By Marcus Sotiriou, Analyst at the UK-based digital asset broker Global Block
Global markets suffered a catastrophic blow yesterday, as Nasdaq was down 4.60% and the S&P 500 was down 3.88%. The crypto suffered the most, as Bitcoin fell over 20% to a low of $20,800. Since the crypto rally in November in response to the launch of the Bitcoin ETF Futures product, the crypto has been on a relentless downward trend with few signs of relief. Bitcoin has been very closely correlated with the Nasdaq this year and has actually performed better through May. When UST and LUNA collapsed last month, which had a combined value of around $100 billion, it set off a downward spiral that exacerbated the decline of cryptos against the Nasdaq.
The market rightly fears the potential impacts of Celsius’ insolvency, while still having billions in assets under management. The decline in their assets under management has been remarkable, dropping from $28 billion in November to around $3 billion today.
I think CelsiusDeFi’s liquidity issues raise serious concerns about high yields on many lending platforms, and crypto critics will feel more confident in their opinion of DeFi’s legitimacy. I agree that people should be careful with lending companies offering lucrative double-digit returns on assets like Bitcoin and Ethereum. People should consider the risks involved like smart contract exploits, lenders becoming insolvent, and whether the protocol has been stress tested. We are still in the initial phase of crypto, where many DeFi products are tested and selectivity will lead to many failures along the way.

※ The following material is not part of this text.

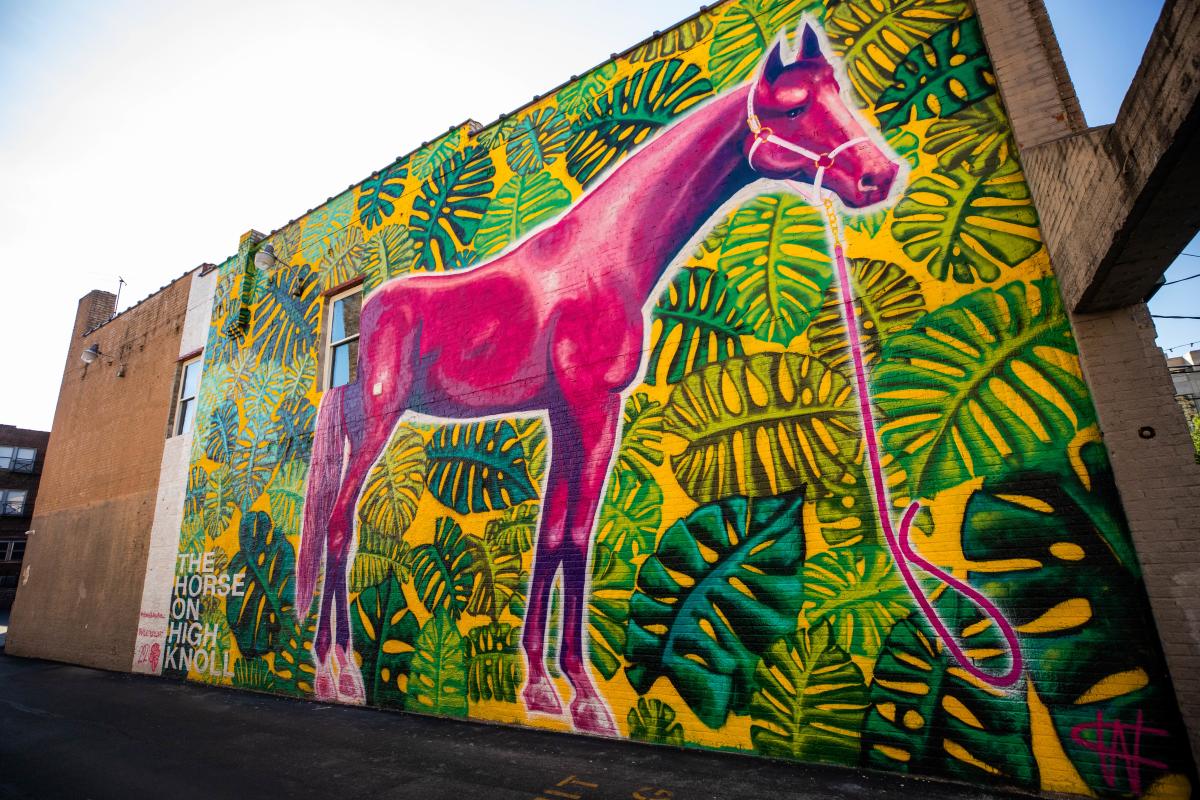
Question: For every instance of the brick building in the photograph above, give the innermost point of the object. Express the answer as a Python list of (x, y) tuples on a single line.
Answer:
[(120, 415), (22, 455), (849, 479)]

We are seeing impacts across all centralized lenders, such as BlockFi is also facing problems. They announced in a blog post today that they were laying off 170-200 employees, or 20% of the lender’s total workforce.
This follows a series of established crypto companies decreasing the number of employees, due to the continued chaos occurring in this market downturn. Crypto.com CEO Kris Marszalek said on Friday the company was laying off about 260 employees.
However, unfortunate events with lenders like Celsius and other crypto companies will not stop savvy investors from investing directly in traditional cryptocurrencies. The intrinsic value of borderless, permissionless, blockchain-native assets will continue to thrive in the long term.